Hinzu kommt, dass die Vermieter nicht alleine verantwortlich für die hohen Mietpreise sind. „Der Staat ist ein Preistreiber“, sagte FDP-Generalsekretärin Nicola Beer. Durch bauliche Anforderungen würden die Baukosten immer weiter in die Höhe getrieben. Bei den Verkäufen wirke sich zudem die Niedrigzinspolitik auf die Nachfrage aus.
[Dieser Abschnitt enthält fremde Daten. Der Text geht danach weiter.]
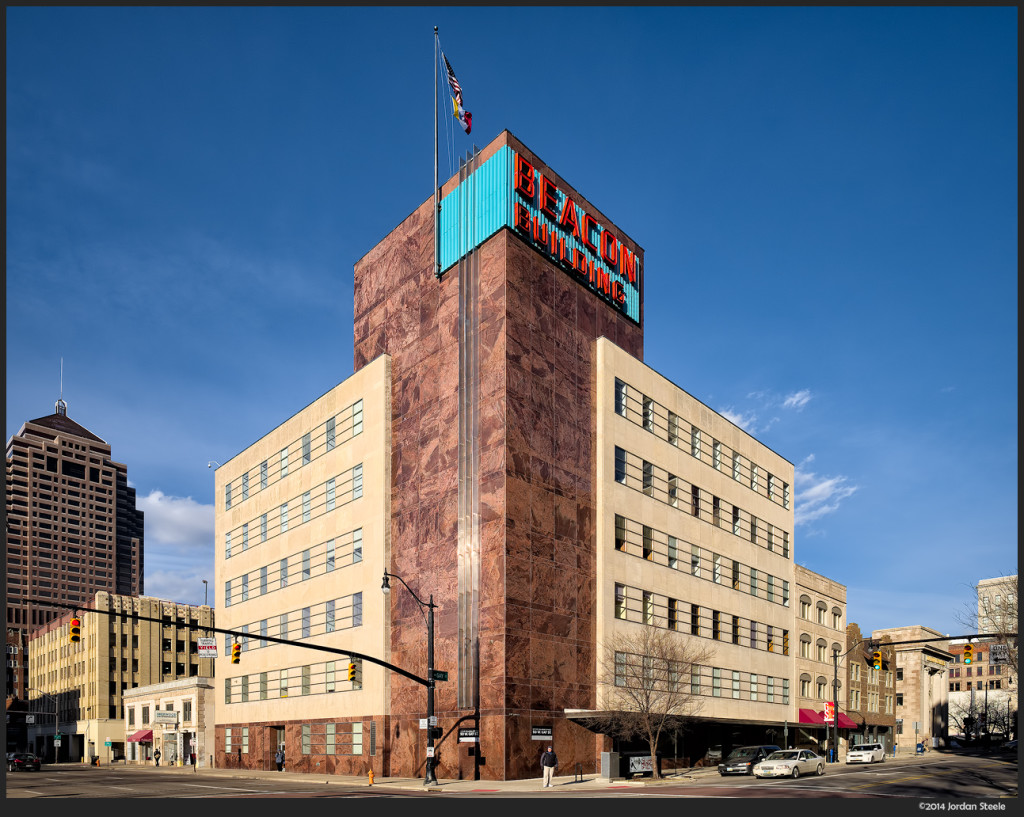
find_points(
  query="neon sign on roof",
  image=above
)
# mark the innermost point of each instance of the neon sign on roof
(507, 190)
 Sanierte Wohnhäuser in Berlin-Kreuzberg.
Sanierte Wohnhäuser in Berlin-Kreuzberg. © dpa | Bernd von Jutrczenka

Ein unbequemes, weil leider zutreffendes Argument. Auf dieser Grundlage klang auch Beers Vorschlag plausibel, eine Art Miet-TÜV einzuführen. So müsse jede Richtlinie und jedes Gesetz darauf überprüft werden, ob es die Preise für Mieten treibt, forderte die FDP-Politikerin. Allerdings blieb Beer einen entscheidenden Hinweis schuldig: Dass Deregulierung bei den Vorschriften nicht bedeuten muss, auf eine stärkere Regulierung der Preise zu verzichten. Beides zusammen wäre sinnvoll.

Das Negativ-Beispiel

Dass etwas passieren muss, zeigte das Beispiel von Dajana Burmann. Die Polizistin pendelt jeden Tag 80 Kilometer einfache Strecke an ihren Arbeitsort in Düsseldorf, weil sie sich nur im Ruhrgebiet den Traum vom Eigenheim erfüllen konnte. Manche ihrer Kollegen würden gar 150 Kilometer für eine Strecke auf sich nehmen, berichtete Burmann.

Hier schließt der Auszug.